# Exploratory Data Analysis on Complaints Dataset

In [177]:
import pandas as pd 
import numpy as np 
import re

from nltk import sent_tokenize, word_tokenize, regexp_tokenize
from nltk.corpus import stopwords
from nltk.stem import WordNetLemmatizer

from string import punctuation

from sklearn.model_selection import train_test_split, RandomizedSearchCV
from sklearn.feature_extraction.text import CountVectorizer
from sklearn.metrics import accuracy_score, confusion_matrix

import time 

In [131]:
complaints = pd.read_csv('../data/complaints.csv')

In [4]:
complaints['Issue'].unique()

array(['Incorrect information on your report', 'Fraud or scam',
       'Attempts to collect debt not owed', 'Communication tactics',
       'Struggling to pay mortgage'], dtype=object)

In [7]:
complaints['Issue'].value_counts().sort_index()

Issue
Attempts to collect debt not owed        73163
Communication tactics                    21243
Fraud or scam                            12347
Incorrect information on your report    229305
Struggling to pay mortgage               17374
Name: count, dtype: int64

In [132]:
complaints = complaints.rename(columns = {'Consumer complaint narrative':'text'})

In [125]:
complaints.head(5)

Unnamed: 0,text,Issue
0,My name is XXXX XXXX this complaint is not mad...,Incorrect information on your report
1,I searched on XXXX for XXXXXXXX XXXX and was ...,Fraud or scam
2,I have a particular account that is stating th...,Incorrect information on your report
3,I have not supplied proof under the doctrine o...,Attempts to collect debt not owed
4,Hello i'm writing regarding account on my cred...,Incorrect information on your report


## Finding rows with problematic text

In [74]:
complaints[complaints.isna().any(axis=1)]
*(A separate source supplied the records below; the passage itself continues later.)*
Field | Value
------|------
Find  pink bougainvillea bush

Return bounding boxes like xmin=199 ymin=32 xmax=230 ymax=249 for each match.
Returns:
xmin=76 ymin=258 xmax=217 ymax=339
Unnamed: 0,Consumer complaint narrative,Issue


In [77]:
complaints.loc[2410, "text"]

'These are not my accounts.'

In [133]:
nan_list = [2410,
 2431,
 4163,
 8183,
 22304,
 49893,
 51227,
 52408,
 52740,
 53738,
 54829,
 55072,
 55151,
 56325,
 56611,
 57646,
 60719,
 62092,
 63781,
 71570,
 72267,
 76569,
 77525,
 78353,
 78846,
 80300,
 82745,
 82794,
 83522,
 84829,
 87554,
 91708,
 94894,
 126931,
 131587,
 141918,
 143158,
 145081,
 145319,
 150396,
 163623,
 166353,
 168677,
 175038,
 182763,
 183190,
 193133,
 198269,
 198980,
 199390,
 201068,
 206651,
 207243,
 209405,
 211673,
 212579,
 213690,
 214934,
 217725,
 221983,
 222420,
 224388,
 227249,
 229688,
 229955,
 231079,
 236970,
 239142,
 241021,
 241827,
 243189,
 249356,
 249987,
 252887,
 253195,
 253645,
 253790,
 254940,
 256994,
 257403,
 257592,
 267301,
 268967,
 271094,
 271373,
 272625,
 274793,
 276234,
 279190,
 279589,
 282824,
 285705,
 287403,
 289891,
 294438,
 296938,
 303779,
 310185,
 311182,
 315658,
 316775,
 317451,
 320765,
 330193,
 342502,
 342538,
 348214,
 348432,
 349723]

In [134]:
nan_rows = complaints.loc[nan_list]
nan_rows.head(50)

Unnamed: 0,text,Issue
2410,These are not my accounts.,Incorrect information on your report
2431,2nd Request..these are not my accounts.,Incorrect information on your report
4163,IHAVENEVERWENTTOXXXXXXXXXXXX.\nITISSHOWINGTOAC...,Incorrect information on your report
8183,Thecreditbureausarereportinginaccurate/outdate...,Incorrect information on your report
22304,XXXX XXXX XXXX is not my account. this is fraud.,Incorrect information on your report
49893,Iamavictimofidentitytheftandthisdebtdoesnotbel...,Attempts to collect debt not owed
51227,IhaveanaccountonmyfilethatisnotmineIfiledafrau...,Incorrect information on your report
52408,"OnXX/XX/2019,Iplacedasecurityfreezeonmyfilewit...",Incorrect information on your report
52740,"XXXXXXXXXXXXXXXXXXXXXXXXXXXX,OHXXXXDOBXXXXSSXX...",Incorrect information on your report
53738,This is not my account.,Attempts to collect debt not owed


## Function to show the before and after cleaning text

In [19]:
def print_text(sample, clean):
    print(f"Before: {sample}")
    print("------------------")
    print(f"After: {clean}")

# Cleaning the text

In [None]:
# remove punctuation and numbers
complaints['text'] = complaints['text'].apply(lambda x: re.sub(r'[^a-zA-Z\s]', '', x))
# xxx
complaints['text'] = complaints['text'].apply(lambda x: re.sub(r'\b[xX]{2,}\b', '', x))
# line breaks
complaints['text'] = complaints['text'].apply(lambda x: re.sub(r'\n|\r|\t', ' ', x))
# html tags
complaints['text'] = complaints['text'].apply(lambda x: re.sub(r'<.*?>', '', x))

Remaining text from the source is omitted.